Ginseng may relieve cancer-related fatigue, a new study suggests.
Researchers at the 2007 American Society of Clinical Oncology (ASCO) Annual Meeting explained that fatigue is one of the most common symptoms in people diagnosed with cancer and ginseng is a popular herb for its treatment.
Ginseng is an adaptogen and researchers believe it is able to restore balance to the body.
The trial evaluated three doses of American Ginseng versus placebo for cancer-related fatigue.
In the study, patients with a life expectancy of six months and a history of cancer-related fatigue who had been experiencing fatigue for one month were eligible. Exclusion criteria included prior use of ginseng, chronic systemic steroids and brain malignancies.
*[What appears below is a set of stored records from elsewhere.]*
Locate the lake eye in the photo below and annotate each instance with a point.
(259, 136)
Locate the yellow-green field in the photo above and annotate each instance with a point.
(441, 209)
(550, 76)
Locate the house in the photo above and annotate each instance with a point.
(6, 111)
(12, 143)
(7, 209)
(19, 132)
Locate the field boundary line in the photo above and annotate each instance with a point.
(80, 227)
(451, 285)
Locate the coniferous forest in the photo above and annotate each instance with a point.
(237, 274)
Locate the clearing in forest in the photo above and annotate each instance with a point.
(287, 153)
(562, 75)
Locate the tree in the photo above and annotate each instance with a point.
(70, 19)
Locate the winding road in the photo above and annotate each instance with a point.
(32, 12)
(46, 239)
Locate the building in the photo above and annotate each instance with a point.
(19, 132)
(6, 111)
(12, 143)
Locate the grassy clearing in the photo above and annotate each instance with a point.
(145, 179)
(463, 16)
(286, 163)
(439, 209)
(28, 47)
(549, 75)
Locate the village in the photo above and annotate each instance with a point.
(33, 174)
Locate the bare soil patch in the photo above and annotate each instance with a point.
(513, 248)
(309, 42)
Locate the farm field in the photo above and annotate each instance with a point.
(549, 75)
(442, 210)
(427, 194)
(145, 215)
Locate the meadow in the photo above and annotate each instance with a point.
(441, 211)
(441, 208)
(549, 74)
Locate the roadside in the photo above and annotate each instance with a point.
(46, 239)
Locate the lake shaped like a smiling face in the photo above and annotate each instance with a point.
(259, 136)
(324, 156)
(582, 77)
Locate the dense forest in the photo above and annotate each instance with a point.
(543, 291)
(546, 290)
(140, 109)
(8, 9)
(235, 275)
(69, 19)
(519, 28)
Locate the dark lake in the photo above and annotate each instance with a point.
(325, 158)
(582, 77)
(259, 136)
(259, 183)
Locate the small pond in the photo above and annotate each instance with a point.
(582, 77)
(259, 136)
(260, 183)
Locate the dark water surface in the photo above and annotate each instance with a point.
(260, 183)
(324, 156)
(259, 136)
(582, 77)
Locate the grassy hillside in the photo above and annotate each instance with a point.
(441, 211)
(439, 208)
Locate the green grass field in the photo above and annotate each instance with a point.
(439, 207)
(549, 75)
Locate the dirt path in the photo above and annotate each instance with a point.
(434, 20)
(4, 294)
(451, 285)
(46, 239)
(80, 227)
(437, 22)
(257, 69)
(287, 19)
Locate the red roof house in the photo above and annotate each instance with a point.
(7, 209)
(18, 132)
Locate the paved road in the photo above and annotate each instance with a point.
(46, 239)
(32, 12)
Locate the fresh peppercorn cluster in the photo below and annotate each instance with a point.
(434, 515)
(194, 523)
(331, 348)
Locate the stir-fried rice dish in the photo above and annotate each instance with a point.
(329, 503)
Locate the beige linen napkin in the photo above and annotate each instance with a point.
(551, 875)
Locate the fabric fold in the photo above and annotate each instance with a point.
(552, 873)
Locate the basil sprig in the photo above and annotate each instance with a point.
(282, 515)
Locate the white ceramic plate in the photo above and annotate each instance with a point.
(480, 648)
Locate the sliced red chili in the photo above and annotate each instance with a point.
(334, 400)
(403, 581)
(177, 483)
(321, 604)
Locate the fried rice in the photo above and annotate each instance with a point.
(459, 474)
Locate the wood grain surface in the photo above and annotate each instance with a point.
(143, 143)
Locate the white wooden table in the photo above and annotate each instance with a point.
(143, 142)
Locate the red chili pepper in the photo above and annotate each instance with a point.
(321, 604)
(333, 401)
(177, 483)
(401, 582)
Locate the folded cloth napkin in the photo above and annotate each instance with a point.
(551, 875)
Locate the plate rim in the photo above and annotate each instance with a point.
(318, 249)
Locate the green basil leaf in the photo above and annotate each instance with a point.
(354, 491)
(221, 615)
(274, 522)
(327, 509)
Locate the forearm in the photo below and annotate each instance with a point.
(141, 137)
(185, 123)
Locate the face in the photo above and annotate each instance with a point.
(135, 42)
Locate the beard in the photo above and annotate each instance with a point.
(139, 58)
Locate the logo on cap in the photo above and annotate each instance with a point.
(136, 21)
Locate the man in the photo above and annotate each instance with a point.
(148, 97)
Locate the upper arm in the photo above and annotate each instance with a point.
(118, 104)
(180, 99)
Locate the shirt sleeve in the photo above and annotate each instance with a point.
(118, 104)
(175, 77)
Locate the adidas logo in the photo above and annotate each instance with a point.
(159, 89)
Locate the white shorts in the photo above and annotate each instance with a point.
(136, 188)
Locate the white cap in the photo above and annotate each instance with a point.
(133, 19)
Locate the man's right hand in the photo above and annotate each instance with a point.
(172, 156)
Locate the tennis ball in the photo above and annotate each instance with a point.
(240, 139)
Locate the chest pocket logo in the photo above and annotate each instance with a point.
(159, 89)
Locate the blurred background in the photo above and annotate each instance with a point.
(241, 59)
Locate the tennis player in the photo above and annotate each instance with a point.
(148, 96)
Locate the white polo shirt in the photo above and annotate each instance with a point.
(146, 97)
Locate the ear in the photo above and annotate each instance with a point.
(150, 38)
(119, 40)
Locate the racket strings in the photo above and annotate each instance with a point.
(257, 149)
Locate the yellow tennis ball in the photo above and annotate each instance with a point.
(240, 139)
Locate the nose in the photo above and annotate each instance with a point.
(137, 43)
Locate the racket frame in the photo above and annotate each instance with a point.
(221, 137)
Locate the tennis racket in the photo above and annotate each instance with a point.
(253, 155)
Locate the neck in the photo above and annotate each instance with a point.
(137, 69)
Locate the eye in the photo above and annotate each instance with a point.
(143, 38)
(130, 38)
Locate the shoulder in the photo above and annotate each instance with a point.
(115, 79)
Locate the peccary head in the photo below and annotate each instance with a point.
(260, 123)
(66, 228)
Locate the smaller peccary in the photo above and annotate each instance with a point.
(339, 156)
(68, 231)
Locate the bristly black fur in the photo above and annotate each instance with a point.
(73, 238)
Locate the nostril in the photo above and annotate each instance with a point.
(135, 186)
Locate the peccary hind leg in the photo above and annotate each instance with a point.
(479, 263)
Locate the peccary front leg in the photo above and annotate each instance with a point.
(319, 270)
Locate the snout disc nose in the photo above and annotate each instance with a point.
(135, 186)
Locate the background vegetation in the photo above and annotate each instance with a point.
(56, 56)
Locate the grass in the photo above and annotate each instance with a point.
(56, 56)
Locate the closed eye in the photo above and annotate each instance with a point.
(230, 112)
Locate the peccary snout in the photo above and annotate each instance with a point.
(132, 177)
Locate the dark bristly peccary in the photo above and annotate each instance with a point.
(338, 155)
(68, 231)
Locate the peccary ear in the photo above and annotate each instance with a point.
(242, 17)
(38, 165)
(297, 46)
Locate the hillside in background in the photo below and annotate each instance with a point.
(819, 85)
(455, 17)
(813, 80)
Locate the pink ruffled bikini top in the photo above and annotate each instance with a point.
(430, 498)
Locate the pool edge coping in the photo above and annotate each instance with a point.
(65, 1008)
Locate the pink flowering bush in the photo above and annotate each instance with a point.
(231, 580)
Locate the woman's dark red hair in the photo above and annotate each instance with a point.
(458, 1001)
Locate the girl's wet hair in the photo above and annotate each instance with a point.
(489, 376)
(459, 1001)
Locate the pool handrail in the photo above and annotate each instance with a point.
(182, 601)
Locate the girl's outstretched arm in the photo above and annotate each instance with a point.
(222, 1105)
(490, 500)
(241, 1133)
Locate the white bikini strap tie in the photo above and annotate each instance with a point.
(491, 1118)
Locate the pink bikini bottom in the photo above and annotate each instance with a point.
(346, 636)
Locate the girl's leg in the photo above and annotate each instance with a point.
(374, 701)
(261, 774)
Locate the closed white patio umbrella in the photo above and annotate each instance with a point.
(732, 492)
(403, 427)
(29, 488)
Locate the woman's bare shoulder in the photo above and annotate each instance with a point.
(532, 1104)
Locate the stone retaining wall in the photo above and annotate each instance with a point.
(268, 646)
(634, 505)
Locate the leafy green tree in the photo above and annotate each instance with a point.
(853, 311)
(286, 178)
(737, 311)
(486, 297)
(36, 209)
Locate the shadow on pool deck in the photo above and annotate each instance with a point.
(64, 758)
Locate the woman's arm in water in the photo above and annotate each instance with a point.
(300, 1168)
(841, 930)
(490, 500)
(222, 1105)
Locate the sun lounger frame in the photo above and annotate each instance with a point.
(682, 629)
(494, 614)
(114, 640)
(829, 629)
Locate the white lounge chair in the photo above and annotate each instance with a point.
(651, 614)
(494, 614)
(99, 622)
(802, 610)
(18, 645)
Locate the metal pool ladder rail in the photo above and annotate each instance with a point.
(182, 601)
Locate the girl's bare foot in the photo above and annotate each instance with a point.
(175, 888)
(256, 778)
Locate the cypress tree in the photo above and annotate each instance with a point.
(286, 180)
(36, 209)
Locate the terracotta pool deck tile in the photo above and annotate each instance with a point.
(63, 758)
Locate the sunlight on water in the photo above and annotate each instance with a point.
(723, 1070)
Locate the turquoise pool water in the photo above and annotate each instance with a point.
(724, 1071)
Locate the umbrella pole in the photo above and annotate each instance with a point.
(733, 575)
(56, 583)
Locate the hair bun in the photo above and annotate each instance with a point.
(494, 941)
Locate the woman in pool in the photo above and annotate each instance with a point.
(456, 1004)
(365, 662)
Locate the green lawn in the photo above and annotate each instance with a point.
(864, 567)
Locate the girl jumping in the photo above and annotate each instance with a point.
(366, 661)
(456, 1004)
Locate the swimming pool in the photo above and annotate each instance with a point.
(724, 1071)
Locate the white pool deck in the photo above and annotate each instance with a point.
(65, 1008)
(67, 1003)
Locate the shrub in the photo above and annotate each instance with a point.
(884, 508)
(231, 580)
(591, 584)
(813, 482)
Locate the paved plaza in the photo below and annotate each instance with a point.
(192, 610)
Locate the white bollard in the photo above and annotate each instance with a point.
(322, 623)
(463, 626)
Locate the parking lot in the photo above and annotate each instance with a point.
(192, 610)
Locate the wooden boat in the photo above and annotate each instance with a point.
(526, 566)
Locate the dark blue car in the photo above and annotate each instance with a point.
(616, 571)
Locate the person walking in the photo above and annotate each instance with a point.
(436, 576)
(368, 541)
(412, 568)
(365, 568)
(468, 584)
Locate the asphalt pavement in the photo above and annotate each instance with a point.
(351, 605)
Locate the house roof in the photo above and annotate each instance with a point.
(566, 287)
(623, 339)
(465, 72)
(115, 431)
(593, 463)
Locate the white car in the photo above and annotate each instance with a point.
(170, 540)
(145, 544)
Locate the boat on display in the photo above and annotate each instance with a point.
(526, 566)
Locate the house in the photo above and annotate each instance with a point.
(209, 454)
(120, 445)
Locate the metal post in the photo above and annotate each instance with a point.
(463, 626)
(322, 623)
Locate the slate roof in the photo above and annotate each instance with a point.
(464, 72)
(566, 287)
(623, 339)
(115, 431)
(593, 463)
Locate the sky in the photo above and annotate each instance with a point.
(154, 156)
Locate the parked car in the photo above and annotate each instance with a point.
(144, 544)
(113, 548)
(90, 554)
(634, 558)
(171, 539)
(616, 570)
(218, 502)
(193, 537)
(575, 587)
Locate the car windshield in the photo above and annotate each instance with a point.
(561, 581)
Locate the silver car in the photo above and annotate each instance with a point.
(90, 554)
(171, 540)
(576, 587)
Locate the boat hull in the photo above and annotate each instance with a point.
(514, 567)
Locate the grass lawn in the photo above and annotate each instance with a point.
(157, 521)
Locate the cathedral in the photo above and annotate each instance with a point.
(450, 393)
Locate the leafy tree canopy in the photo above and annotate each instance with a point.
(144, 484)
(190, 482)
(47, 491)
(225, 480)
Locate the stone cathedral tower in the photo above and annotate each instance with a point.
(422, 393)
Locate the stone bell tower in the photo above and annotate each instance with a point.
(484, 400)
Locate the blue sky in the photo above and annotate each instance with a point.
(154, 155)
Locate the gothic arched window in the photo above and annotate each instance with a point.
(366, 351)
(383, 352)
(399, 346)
Other etiologies for fatigue, such as pain, were also excluded.
Researchers randomized the 282 participants to receive, in a double blind manner, placebo, 750 milligrams/day, 1,000 milligrams/day or 2,000 milligrams/day of American Ginseng for eight weeks.
The study authors concluded that based on their results, American Ginseng doses of 1000-2000 milligrams/day may be effective for alleviating cancer related fatigue.
American ginseng (Panax quinquefolius L.) was a folk remedy used medicinally by many Native American tribes as a mild stimulant and digestive aid, as well as for various other health problems including headaches, female infertility, fever and earache.